As to how many windmills are required to replace one nuclear plant, the answer is that this is not possible. Nuclear plants can produce reliable power, and typcially run at close to (or even above 100% of their rated capacity) while windmills produce at between 18 and 37% typcally. Even the claim of US superiority over Germany is suspect, since Germany has many more offshore windmills, which produce lots more juice than out onshore variety.
A typical nuclear plant will produce bwteen 1250 and 1700 megawatts. For 60 years. A windmill will typically produce less than 1/2 megawatt. For 20 years. So you're going to need bwteen 2500 and 4000 windmills to equal the gross output of one nuclear plant. Unfortunately, windmills typically can only produce 2% of rated capacity during peak demand, which means those 2500 windmills cannot replace one single dispatchable generator (usually coal powered). There are also increases fossil fuel burning required whenever
variable inputs like wind are foolishly alowed to infect a grid. Wind totally sucks - and costs 5 to 7 times more to build than those supposedly expensive nuclear plants. Current nuclear power costs less than just the direct money subsidies given to wind operators, not counting the costs of tax writeoffs.

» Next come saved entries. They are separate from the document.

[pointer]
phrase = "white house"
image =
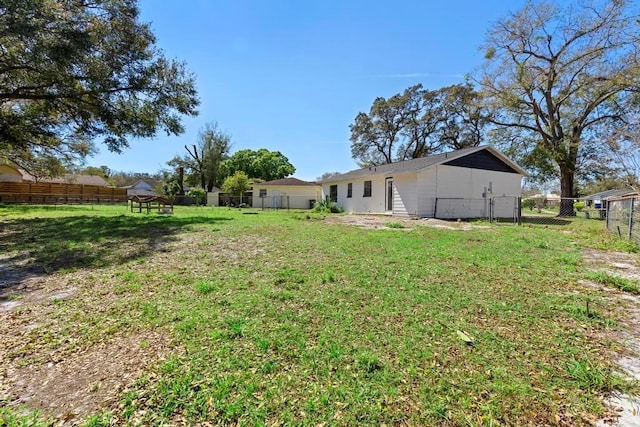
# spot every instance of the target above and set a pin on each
(140, 188)
(213, 196)
(286, 193)
(469, 183)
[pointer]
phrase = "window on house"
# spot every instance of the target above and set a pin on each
(367, 189)
(333, 193)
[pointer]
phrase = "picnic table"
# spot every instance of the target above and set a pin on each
(162, 204)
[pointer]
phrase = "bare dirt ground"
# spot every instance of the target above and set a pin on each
(628, 266)
(71, 379)
(383, 221)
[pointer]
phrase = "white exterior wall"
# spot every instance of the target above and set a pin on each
(213, 198)
(357, 203)
(448, 183)
(299, 196)
(405, 195)
(427, 190)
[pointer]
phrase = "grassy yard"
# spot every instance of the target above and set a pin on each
(283, 318)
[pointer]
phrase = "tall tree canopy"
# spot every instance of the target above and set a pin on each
(417, 123)
(73, 72)
(204, 159)
(557, 75)
(261, 164)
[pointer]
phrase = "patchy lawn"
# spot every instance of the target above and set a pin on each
(210, 315)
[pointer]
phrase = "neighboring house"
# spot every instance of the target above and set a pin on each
(78, 179)
(140, 188)
(466, 183)
(286, 193)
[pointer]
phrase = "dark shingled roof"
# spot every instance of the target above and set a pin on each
(414, 165)
(288, 181)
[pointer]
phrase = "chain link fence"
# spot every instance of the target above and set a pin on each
(497, 208)
(623, 216)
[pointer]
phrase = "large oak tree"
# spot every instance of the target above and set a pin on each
(73, 72)
(204, 159)
(558, 75)
(417, 123)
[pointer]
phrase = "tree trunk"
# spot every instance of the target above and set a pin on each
(566, 191)
(181, 180)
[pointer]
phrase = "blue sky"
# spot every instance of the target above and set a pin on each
(292, 75)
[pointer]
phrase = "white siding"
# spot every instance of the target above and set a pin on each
(358, 203)
(298, 196)
(427, 188)
(460, 192)
(405, 196)
(213, 198)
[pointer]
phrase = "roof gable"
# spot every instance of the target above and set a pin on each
(482, 159)
(287, 182)
(486, 156)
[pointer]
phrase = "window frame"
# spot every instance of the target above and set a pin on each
(368, 189)
(333, 193)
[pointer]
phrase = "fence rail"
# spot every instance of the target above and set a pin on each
(57, 193)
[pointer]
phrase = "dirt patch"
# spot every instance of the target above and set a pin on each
(88, 380)
(626, 408)
(383, 222)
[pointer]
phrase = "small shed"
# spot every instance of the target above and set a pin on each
(213, 197)
(140, 188)
(286, 193)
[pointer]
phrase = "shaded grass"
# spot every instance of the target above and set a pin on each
(614, 281)
(301, 322)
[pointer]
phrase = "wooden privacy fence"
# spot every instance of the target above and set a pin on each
(57, 193)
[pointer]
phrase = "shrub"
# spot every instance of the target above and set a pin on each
(327, 206)
(529, 203)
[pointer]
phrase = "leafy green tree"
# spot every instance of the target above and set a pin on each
(237, 184)
(102, 171)
(261, 164)
(556, 75)
(74, 72)
(204, 159)
(198, 194)
(171, 187)
(418, 123)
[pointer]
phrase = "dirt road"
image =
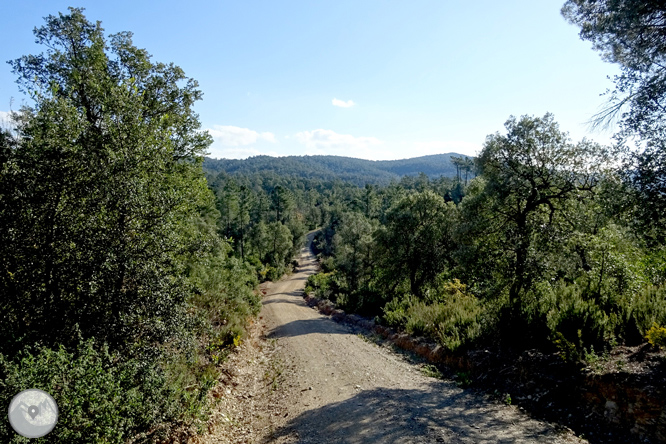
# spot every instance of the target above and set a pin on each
(337, 387)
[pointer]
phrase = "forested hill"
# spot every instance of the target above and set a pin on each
(349, 169)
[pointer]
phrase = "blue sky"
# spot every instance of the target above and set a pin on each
(364, 78)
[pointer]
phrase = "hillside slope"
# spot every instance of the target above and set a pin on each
(328, 168)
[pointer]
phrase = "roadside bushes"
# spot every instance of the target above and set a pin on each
(99, 398)
(451, 316)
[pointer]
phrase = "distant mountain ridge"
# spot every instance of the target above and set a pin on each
(330, 168)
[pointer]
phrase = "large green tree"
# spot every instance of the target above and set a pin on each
(416, 243)
(632, 34)
(101, 189)
(529, 174)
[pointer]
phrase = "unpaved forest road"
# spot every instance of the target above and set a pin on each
(340, 388)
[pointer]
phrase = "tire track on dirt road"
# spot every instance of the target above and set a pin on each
(343, 389)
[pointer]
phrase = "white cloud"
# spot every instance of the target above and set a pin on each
(237, 136)
(321, 141)
(343, 104)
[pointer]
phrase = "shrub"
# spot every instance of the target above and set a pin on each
(323, 285)
(656, 336)
(100, 399)
(451, 317)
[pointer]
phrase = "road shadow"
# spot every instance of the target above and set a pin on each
(274, 298)
(440, 413)
(304, 327)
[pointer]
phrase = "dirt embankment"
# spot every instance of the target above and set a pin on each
(302, 377)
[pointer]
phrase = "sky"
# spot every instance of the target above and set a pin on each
(370, 79)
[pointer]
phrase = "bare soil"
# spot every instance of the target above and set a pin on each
(302, 378)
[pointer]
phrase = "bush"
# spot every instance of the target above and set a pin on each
(100, 399)
(656, 336)
(323, 285)
(452, 317)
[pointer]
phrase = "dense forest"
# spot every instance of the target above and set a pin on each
(357, 171)
(129, 262)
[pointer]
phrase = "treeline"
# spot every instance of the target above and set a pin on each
(347, 169)
(265, 216)
(550, 247)
(118, 294)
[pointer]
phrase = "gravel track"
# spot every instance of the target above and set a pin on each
(333, 386)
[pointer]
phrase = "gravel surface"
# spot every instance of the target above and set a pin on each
(302, 378)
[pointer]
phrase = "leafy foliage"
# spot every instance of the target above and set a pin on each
(118, 295)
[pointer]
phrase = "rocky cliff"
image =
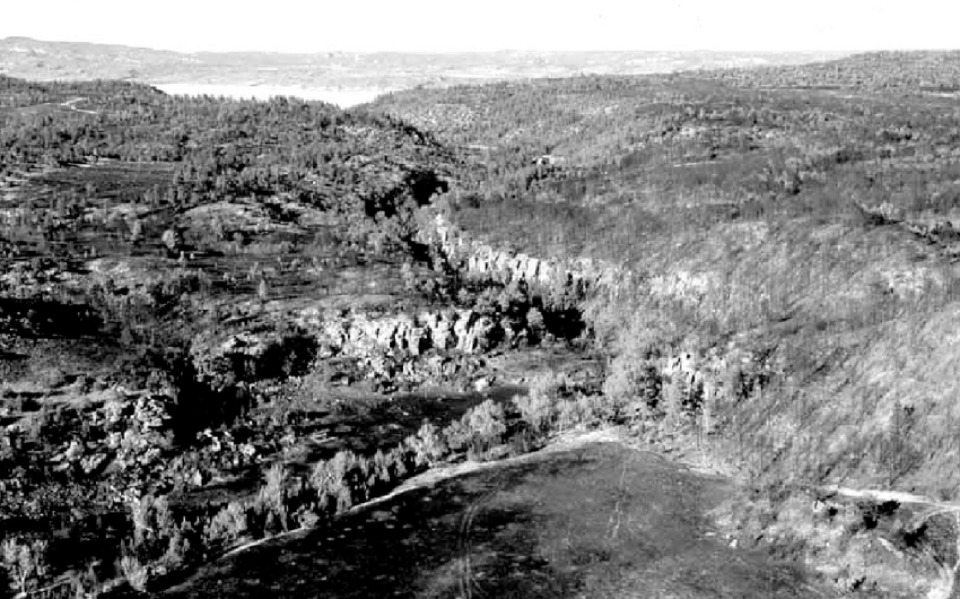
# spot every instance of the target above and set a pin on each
(480, 259)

By werepossum on 2/5/2009 8:04:16 PM , Rating: 2
Most of the problems with the grid and windmills can be solved by switching to electronically controlled switching electric transmissions buffered with capacitors or gas generators rather than using mechanical transmissions and fixed pole generators, and we have lots more coastline than Germany (although we do have to find sections with no powerful liberals to kill wind farms.)

I like nuclear, but it's not perfect either. It needs lots of cooling water and adds lots of waste heat to the cooling water reservoir.